Esophageal adenocarcinoma is a prominent example of cancer characterized by frequent amplifications in oncogenes. However, the mechanisms leading to amplicons that involve breakage-fusion-bridge cycles and extrachromosomal DNA are poorly understood. Here, we use 710 esophageal adenocarcinoma cases with matched samples and patient-derived organoids to disentangle complex amplicons and their associated mechanisms. Short-read sequencing identifies ERBB2, MYC, MDM2, and HMGA2 as the most frequent oncogenes amplified in extrachromosomal DNAs. We resolve complex extrachromosomal DNA and breakage-fusion-bridge cycles amplicons by integrating of de-novo assemblies and DNA methylation in nine long-read sequenced cases. Complex amplicons shared between precancerous biopsy and late-stage tumor, an enrichment of putative enhancer elements and mobile element insertions are potential drivers of complex amplicons’ origin. We find that patient-derived organoids recapitulate extrachromosomal DNA observed in the primary tumors and single-cell DNA sequencing capture extrachromosomal DNA-driven clonal dynamics across passages. Prospectively, long-read and single-cell DNA sequencing technologies can lead to better prediction of clonal evolution in esophageal adenocarcinoma.

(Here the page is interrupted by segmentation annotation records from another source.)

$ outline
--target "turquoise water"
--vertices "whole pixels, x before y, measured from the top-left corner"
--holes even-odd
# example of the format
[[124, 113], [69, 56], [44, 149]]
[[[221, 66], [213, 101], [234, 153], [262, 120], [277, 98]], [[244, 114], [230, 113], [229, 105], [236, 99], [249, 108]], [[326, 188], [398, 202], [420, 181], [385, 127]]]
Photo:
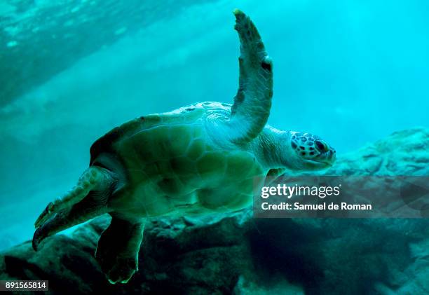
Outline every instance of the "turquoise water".
[[0, 249], [31, 238], [39, 213], [113, 127], [232, 101], [236, 7], [273, 60], [270, 124], [318, 134], [339, 154], [428, 126], [425, 1], [4, 1]]

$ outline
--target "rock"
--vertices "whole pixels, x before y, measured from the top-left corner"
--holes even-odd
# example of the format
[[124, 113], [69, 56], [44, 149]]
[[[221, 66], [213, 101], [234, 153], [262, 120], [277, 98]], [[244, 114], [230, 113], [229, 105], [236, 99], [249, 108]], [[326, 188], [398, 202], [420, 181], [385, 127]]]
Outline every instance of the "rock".
[[[429, 175], [429, 130], [398, 132], [339, 159], [332, 175]], [[107, 282], [94, 259], [102, 217], [35, 252], [0, 255], [0, 280], [48, 280], [53, 294], [427, 294], [429, 221], [252, 218], [250, 209], [147, 226], [139, 271]]]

食管腺癌是癌症的一个突出例子，其特征是癌基因频繁扩增。然而，导致涉及断裂-融合-桥循环和染色体外DNA的扩增子的机制知之甚少。在这里，我们使用 710 例食管腺癌病例以及匹配的样本和患者来源的类器官来解开复杂的扩增子及其相关机制。短读长测序将ERBB2、MYC、MDM2和HMGA2确定为染色体外 DNA 中最常见的扩增癌基因。我们通过在九个长读长测序案例中整合从头组装和 DNA 甲基化来解决复杂的染色体外 DNA 和断裂-融合-桥循环扩增子。癌前活检和晚期肿瘤之间共享的复杂扩增子、推定增强子元件的富集和移动元件插入是复杂扩增子起源的潜在驱动因素。我们发现，源自患者的类器官再现了在原发性肿瘤中观察到的染色体外 DNA，并且单细胞 DNA 测序捕获了染色体外 DNA 驱动的跨代克隆动态。预计，长读长和单细胞 DNA 测序技术可以更好地预测食管腺癌的克隆进化。